In an analysis of variance, the variation in the response is separated into variation attributable to differences between the classification variables and variation attributable to random error. An analysis of variance constructs tests to determine the significance of the classification effects. A typical goal in such an analysis is to compare means of the response variable for various combinations of the classification variables.

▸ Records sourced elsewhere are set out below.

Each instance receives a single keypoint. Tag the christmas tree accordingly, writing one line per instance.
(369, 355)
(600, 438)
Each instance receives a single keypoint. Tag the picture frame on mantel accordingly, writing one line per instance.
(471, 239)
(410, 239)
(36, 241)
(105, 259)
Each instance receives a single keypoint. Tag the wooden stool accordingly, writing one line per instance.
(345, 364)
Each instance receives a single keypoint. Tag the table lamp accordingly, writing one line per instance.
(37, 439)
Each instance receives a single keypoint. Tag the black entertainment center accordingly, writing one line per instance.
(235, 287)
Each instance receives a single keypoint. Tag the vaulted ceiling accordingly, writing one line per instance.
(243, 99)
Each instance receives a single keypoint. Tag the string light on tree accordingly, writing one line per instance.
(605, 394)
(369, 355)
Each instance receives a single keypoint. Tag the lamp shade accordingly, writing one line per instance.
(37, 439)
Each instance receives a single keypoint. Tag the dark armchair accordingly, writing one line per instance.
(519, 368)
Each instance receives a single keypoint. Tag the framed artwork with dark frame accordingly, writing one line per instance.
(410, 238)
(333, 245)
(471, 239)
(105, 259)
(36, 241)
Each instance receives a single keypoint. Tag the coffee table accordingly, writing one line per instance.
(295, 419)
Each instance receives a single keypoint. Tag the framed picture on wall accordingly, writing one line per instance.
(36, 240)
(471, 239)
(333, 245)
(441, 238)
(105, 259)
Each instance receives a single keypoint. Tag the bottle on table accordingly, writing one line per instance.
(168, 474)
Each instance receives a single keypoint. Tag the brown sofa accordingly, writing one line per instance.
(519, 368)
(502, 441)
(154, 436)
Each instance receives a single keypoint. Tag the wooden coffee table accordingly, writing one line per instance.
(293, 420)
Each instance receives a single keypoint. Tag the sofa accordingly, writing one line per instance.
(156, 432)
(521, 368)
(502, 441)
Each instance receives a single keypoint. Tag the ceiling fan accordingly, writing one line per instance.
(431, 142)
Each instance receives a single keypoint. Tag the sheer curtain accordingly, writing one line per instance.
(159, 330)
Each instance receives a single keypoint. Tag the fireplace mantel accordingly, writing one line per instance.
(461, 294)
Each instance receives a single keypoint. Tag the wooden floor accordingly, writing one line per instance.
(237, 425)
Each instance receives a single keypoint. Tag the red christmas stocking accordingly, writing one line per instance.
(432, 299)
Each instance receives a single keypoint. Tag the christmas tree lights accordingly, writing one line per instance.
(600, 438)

The least squares principle is central to computing sums of squares in analysis of variance models. Suppose that you are fitting the linear model $\bY = \bX \bbeta + \bepsilon$ and that the error terms satisfy the usual assumptions (uncorrelated, zero mean, homogeneous variance). Further, suppose that $\bX$ is partitioned according to several model effects, $\bX = [\bX _1 \, \, \bX _2 \cdots \, \bX _ k]$ . If $\widehat{\bbeta }$ denotes the ordinary least squares solution for this model, then the sum of squares attributable to the overall model can be written as

$\mr {SSM} = \widehat{\bbeta }’\bX ’\bY = \bY ’\bH \bY$

where $\bH$ is the “hat” matrix $\bH = \bX (\bX ’\bX )^{-}\bX ’$ . (This model sum of squares is not yet corrected for the presence of an explicit or implied intercept. This adjustment would consist of subtracting $n\overline{Y}^2$ from SSM.) Because of the properties of the hat matrix $\bH$ , you can write $\bX ’=\bX ’\bH$ and $\bH \bX = \bX$ . The (uncorrected) model sum of squares thus can also be written as

$\mr {SSM} = \widehat{\bbeta }’(\bX ’\bX )\widehat{\bbeta }$

This step is significant, because it demonstrates that sums of squares can be identified with quadratic functions in the least squares coefficients. The generalization of this idea is to do the following:

consider hypotheses of interest in an analysis of variance model
express the hypotheses in terms of linear estimable functions of the parameters
compute the sums of squares associated with the estimable function
construct statistical tests based on the sums of squares

Decomposing a model sum of squares into sequential, additive components, testing the significance of experimental factors, comparing factor levels, and performing other statistical inferences fall within this generalization. Suppose that $\bL \bbeta$ is an estimable function (see the section Estimable Functions in Chapter 3: Introduction to Statistical Modeling with SAS/STAT Software, and Chapter 15: The Four Types of Estimable Functions, for details). The sum of squares associated with the hypothesis $H\colon \bL \bbeta = \mb {0}$ is

$\mr {SS}(H) = \mr {SS}(\bL \bbeta = \mb {0}) = \widehat{\bbeta }’ \bL ’ \left( \bL (\bX ’\bX )^{-}\bL ’ \right)^{-1} \bL \widehat{\bbeta }$

One application would be to form sums of squares associated with the different components of $\bX$ . For example, you can form a matrix $\bL _2$ matrix such that $\bL _2\bbeta = \mb {0}$ tests the effect of adding the columns for $\bX _2$ to an empty model or to test the effect of adding $\bX _2$ to a model that already contains $\bX _1$ .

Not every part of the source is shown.